In March 2020, during the COVID-19 pandemic in Suriname, Rusland expressed support for the government measures taken to suppress the pandemic. However, he was critical of the evening curfew, stating that it reminded him of the military government of the 1980s. On 23 April 2020, after the public prosecutor had indicated that it wanted to prosecute Finance Minister Gillmore Hoefdraad for mismanagement at the Central Bank of Suriname, Rusland stated that Hoedraad should immediately offer his position to the President.

On 30 May 2020, five days after the 2020 Surinamese general election was held, and with the official results still pending, Rusland and the leaders of the Progressive Reform Party, General Liberation and Development Party and Pertjajah Luhur signed an agreement to form a coalition government.

Rusland was once again elected to the National Assembly for Paramaribo District in the 2020 elections. On 1 July 2020, Rusland tested COVID-19 positive. He had been tested, because Paul Somohardjo with whom he had lengthy meetings about the new government tested positive. Rusland's wife was infected as well even though she had stayed at home for the last three weeks.

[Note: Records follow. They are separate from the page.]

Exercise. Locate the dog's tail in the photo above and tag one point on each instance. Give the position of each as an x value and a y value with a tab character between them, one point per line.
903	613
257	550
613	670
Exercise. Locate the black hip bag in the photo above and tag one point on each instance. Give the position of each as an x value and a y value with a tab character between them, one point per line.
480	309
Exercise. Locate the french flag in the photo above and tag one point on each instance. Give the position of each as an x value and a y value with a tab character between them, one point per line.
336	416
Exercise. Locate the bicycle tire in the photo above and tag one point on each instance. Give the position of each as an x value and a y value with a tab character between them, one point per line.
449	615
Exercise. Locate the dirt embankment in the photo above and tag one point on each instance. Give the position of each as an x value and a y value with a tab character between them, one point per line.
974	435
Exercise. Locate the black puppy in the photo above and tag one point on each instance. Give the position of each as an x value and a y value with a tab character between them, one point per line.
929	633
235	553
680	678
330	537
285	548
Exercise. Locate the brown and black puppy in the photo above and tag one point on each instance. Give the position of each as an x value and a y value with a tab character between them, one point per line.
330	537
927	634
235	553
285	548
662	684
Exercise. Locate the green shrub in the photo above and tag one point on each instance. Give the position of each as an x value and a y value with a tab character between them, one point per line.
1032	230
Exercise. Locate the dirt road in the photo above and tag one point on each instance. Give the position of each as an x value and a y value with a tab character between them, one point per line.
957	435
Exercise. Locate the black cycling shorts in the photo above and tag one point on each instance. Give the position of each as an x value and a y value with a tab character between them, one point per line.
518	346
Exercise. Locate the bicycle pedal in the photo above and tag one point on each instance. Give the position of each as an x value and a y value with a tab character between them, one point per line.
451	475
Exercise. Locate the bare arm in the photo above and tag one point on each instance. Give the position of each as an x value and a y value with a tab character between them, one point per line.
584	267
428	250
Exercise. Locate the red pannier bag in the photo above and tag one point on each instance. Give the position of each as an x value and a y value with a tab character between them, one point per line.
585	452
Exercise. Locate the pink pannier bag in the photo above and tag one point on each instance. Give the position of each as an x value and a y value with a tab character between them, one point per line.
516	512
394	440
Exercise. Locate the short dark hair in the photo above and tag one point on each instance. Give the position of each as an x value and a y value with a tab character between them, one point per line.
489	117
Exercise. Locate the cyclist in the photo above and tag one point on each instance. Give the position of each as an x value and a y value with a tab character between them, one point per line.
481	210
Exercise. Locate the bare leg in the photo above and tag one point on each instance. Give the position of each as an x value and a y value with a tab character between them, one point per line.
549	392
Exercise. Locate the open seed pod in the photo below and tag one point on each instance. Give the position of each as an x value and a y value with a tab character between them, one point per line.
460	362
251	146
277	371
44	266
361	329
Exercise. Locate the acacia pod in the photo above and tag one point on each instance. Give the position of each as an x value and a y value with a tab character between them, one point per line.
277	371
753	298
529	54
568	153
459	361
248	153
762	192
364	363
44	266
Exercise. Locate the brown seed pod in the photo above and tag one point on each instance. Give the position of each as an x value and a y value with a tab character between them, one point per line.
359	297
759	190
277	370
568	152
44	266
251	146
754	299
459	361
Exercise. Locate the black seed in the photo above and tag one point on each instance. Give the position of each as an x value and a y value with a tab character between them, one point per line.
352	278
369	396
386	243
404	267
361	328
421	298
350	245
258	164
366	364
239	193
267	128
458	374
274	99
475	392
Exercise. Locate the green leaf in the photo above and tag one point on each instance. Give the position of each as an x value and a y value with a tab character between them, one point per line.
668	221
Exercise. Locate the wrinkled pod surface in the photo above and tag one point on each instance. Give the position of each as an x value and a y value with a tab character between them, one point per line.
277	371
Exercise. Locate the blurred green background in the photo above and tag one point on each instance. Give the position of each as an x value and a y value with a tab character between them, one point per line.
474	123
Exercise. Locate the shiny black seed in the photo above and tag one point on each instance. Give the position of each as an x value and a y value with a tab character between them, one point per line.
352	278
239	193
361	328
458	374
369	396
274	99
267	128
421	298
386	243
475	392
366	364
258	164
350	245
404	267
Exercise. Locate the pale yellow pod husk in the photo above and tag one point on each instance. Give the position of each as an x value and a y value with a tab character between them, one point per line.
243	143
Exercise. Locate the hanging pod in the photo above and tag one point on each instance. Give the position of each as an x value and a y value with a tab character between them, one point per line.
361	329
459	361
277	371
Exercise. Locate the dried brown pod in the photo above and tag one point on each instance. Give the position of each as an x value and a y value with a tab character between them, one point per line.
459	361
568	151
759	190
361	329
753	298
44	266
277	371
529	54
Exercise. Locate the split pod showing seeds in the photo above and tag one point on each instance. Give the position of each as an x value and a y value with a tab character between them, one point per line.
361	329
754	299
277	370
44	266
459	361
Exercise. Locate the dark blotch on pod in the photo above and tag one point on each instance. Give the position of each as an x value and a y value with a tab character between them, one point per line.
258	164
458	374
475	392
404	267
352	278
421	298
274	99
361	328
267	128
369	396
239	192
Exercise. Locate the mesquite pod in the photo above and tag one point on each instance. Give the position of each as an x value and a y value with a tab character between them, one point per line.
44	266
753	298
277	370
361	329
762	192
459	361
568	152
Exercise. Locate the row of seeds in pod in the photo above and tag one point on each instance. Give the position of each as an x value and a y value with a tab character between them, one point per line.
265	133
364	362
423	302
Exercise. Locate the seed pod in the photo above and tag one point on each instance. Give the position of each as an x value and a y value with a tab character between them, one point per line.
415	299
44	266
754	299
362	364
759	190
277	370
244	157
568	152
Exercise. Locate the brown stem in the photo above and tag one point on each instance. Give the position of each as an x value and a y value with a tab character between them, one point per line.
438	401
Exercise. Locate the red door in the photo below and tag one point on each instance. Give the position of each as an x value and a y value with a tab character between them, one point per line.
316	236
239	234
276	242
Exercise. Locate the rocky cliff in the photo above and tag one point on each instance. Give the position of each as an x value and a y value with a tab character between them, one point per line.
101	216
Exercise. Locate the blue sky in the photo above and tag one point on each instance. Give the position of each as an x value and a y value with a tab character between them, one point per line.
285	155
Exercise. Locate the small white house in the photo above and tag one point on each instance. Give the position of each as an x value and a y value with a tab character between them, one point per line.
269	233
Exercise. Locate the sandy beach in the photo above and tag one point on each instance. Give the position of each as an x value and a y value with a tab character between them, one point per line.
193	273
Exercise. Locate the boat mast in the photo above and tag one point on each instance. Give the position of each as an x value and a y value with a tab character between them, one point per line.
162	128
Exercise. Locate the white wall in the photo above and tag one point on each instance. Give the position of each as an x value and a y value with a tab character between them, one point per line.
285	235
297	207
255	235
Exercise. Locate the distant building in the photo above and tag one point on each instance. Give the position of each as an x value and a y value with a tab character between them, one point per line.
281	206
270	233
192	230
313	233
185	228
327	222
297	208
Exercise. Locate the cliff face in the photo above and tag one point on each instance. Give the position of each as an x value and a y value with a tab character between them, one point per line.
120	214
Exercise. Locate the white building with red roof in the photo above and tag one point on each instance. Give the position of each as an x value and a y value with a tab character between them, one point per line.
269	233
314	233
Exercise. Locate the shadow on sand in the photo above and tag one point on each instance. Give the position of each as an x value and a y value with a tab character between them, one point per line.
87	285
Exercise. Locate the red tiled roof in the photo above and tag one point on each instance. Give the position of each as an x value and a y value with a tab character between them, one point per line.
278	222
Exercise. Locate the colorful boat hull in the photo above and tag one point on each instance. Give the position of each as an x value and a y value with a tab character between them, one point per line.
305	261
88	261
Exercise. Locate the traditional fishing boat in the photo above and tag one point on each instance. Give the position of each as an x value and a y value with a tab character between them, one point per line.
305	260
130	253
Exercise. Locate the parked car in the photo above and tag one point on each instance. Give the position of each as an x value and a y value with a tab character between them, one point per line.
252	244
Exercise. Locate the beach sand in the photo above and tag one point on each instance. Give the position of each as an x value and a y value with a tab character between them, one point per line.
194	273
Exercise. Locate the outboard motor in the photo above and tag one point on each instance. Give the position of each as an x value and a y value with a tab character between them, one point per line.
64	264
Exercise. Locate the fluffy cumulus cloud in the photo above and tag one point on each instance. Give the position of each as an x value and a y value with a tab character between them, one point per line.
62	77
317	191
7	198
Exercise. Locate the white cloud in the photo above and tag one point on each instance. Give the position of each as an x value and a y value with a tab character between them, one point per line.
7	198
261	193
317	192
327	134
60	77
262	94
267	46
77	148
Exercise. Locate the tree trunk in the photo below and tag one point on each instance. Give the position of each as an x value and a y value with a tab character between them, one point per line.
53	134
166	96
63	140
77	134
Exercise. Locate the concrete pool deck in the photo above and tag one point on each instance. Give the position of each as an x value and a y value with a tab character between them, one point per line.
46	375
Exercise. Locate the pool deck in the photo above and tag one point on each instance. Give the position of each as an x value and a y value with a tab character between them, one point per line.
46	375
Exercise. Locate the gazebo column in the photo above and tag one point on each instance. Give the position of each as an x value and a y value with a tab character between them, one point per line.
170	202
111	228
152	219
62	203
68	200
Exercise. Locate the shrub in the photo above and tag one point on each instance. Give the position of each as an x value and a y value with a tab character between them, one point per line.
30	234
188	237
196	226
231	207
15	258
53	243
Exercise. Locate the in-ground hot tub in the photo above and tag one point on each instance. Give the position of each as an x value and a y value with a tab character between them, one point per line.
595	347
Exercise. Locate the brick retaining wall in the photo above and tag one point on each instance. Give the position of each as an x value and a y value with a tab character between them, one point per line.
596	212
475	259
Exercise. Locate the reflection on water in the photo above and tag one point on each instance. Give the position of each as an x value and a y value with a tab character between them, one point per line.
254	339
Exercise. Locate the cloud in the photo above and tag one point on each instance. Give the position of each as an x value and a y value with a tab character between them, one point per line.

In December 2020 he was re-elected as leader of the National Party of Suriname for a third time.

In February 2023, the NPS under Rusland left the Santokhi cabinet, with the NPS stating that it had been hardly involved in government during the preceding two years. After the 2025 election, Rusland put aside his party's longstanding rivalry with the National Democratic Party and joined an NDP-led supermajority coalition. In return, NDP leader Jennifer Geerlings-Simons named Rusland as her vice presidential running mate. They were elected unopposed on 6 July.

==Personal life==
Rusland is married and has two children. His father Harold Rusland was a union leader and served as Minister of Education and his brother Andy Rusland served as Minister of Finance. Rusland has stated he is oriented towards the United States and has a special link with Florida.